Agrupamento 1343 - Santana da Carnota - Corpo Nacional de Escutas
Estávamos no ano da graça de 2007, 100 anos depois de Baden Powell ter realizado o 1º acampamento
em Brownsea, quando, no final de uma reunião de animadores da Páscoa Jovem, o Sr. Pe Rui Pedro Trigo
de Carvalho, lançou um desafio a 4 amigos: Luís Pintas, Marta Jorge, Luís Miguel Sousa e Ana Mesquita: “o
que acham de fundarmos um agrupamento de escuteiros em Santana da Carnota?”. Os olhos brilharam.
Mas era um desafio enorme. Conseguiríamos reunir todas as condições para concretizar o desafio? Já era
tarde. Tínhamos terminado a reunião de preparação da Páscoa Jovem perto da meia-noite e
meia…voltamos a sentar-nos. Os olhos continuavam a brilhar e, à medida que a conversa avançava, o
coração também começou a bater mais forte. Vamos isto!
Lançamos o convite a mais 2 amigos: a Elsa Brilha e o Luís Gomes. A resposta surgiu logo na própria hora.
O número de olhos a brilhar ia aumentando.
O convite foi também lançado à Sara Coelho e à Carina Padeiro. Como eram mais novas, ainda tiveram o
privilégio de fazer caminheirismo.
Embora Santana da Carnota seja uma pequena aldeia, foi efectuada uma análise de todo o contexto
envolvente, para ver se o sonho poderia nascer. E sim. As condições estavam reunidas.
Desde início que este projecto, para cada pessoa envolvida, foi encarado como um desafio de Deus.
Trazíamos na mochila alguma experiencia enquanto animadores de grupos de jovens, catequistas.
Tínhamos na equipa professores e educadores. Apenas a Marta tinha sido escuteira. Realizou o seu
percurso de lobita, exploradora, Pioneira e caminheira no Agrupamento 272 de Sobral de Monte Agraço.

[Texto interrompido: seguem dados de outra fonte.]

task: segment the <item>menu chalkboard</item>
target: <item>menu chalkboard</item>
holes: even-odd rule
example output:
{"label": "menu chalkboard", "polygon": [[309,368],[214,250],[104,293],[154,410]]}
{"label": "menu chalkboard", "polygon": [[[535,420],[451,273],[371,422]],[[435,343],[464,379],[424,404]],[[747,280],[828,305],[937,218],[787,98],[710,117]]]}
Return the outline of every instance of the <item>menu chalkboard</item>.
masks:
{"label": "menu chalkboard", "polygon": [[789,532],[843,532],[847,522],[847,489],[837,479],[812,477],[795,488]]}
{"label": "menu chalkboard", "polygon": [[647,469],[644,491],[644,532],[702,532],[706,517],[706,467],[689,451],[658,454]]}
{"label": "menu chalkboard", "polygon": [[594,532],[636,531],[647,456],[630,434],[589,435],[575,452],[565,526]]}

Como o Pe Rui Pedro também era pároco de Arranhó e assistente no Agrupamento 1280, e nós já
conhecíamos e estávamos habituados a trabalhar em conjunto com uma grande parte dos dirigentes do
1280, foi feita a proposta de este ser o nosso agrupamento monitor. Assim foi. Receberam-nos de braços
abertos e, durante 2 anos partilharam connosco toda a vivência escutista. A eles ficaremos eternamente
gratos. No segundo ano em Arranhó, fizemos o convite a mais alguns amigos: Fátima Tinoco, Pedro
Henriques, Pedro Parafuso, Nelson Jorge e Marta Padeiro, que se juntaram com alegria ao grupo.
Em agosto de 2009, durante as festas em honra de Santa Ana, chegara finalmente a hora de abrirmos
inscrições para o nosso agrupamento. Foi feita a divulgação com bastante tempo de antecedência. Tudo
estava preparado. A seguir à procissão, lá estávamos nós, entusiasmadíssimos na nossa banca escutista
para receber todas as inscrições. Mas… (sim, há sempre um “mas”) nos minutos iniciais, não surgiu
ninguém. Pensamos nós: “calma, está tudo a divertir-se na festa… foram lanchar, já vêm”. Mas
continuamos no vazio. Olhamos uns para os outros e umas nuvens escuras pairaram sobre o nosso
pensamento. Sentamo-nos. Eis se não quando… “Chefe, aqui estou. Quero inscrever-me”. “Chefe, é aqui
que me posso inscrever?”. “Chefe, quero entrar nos escuteiros”. Um após um, foram chegando os nossos
escuteiros. Houve lágrimas. Lágrimas de uma alegria enorme. Tínhamos família!
Desde então dizemos, cantando, no nosso Hino: “Este é o desafio que Deus nos fez, ser 1343, ser 1343”.